The train ride to the mountains of Saitama was a descent into a world of white. As the urban sprawl of Tokyo faded, replaced by jagged peaks and cedar forests heavy with fresh snow, the atmosphere between Luke and Yuki shifted. The tension of Caleb’s visit had settled into a quiet, mutual resolve. They weren't just a "tutor and student" anymore; they were two people who had survived a storm and were looking for a place to catch their breath.
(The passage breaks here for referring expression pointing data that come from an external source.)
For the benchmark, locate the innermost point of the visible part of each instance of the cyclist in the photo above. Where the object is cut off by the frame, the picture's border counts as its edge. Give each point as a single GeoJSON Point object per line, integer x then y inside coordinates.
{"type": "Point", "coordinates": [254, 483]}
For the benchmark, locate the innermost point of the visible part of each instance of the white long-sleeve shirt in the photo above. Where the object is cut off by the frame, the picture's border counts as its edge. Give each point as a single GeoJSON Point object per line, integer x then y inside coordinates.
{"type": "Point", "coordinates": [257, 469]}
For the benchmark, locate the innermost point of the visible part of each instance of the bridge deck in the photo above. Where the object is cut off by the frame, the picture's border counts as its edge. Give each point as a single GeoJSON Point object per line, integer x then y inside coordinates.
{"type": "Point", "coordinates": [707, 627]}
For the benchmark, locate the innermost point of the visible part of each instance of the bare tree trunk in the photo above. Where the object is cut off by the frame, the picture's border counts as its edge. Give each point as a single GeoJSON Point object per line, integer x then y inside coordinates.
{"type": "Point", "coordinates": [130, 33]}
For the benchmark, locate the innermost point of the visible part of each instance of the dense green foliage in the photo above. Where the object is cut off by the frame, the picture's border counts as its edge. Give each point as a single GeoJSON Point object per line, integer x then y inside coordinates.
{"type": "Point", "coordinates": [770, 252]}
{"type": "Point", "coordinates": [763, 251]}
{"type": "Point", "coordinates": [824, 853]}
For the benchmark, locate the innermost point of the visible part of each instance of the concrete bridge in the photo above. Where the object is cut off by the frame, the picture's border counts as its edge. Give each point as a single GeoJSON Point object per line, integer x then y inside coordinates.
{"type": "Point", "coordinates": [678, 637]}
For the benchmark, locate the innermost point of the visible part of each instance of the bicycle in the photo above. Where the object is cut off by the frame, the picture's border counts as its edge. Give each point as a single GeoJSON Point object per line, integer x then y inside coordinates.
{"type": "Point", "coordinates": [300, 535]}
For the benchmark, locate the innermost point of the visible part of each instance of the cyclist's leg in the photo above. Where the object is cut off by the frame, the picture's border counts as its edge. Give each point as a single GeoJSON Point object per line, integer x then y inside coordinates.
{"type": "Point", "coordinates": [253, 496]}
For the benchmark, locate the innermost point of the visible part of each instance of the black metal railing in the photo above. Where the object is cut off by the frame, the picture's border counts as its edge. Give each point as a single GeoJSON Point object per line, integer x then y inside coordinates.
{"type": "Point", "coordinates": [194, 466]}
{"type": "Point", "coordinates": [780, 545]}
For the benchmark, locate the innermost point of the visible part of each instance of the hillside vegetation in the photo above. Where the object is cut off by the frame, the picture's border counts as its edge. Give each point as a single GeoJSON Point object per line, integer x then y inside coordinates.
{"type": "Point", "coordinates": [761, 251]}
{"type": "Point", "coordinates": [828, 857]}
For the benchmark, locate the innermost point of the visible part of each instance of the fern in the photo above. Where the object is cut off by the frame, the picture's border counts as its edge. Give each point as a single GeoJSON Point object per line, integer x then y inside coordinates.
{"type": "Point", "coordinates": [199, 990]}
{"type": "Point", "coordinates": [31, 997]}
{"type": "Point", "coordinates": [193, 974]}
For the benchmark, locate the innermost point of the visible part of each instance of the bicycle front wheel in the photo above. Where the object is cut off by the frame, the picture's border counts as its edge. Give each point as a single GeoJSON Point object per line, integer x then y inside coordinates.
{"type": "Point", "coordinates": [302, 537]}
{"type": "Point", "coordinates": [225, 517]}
"It’s called the Yukimuro Shrine," Yuki explained, her breath fogging against the cold window of the train. She was wrapped in a thick, cream-colored scarf that made her eyes look even darker. "Local legend says the shrine is protected by a mountain spirit—a Kuraokami. People go there on New Year’s Eve to leave their burdens behind in the snow."
Luke looked at his reflection in the glass. He felt lighter than he had in years, but a small, persistent part of him wondered if he could truly leave his "burdens" in the snow, or if the "Seattle Storm" was simply frozen, waiting for the thaw.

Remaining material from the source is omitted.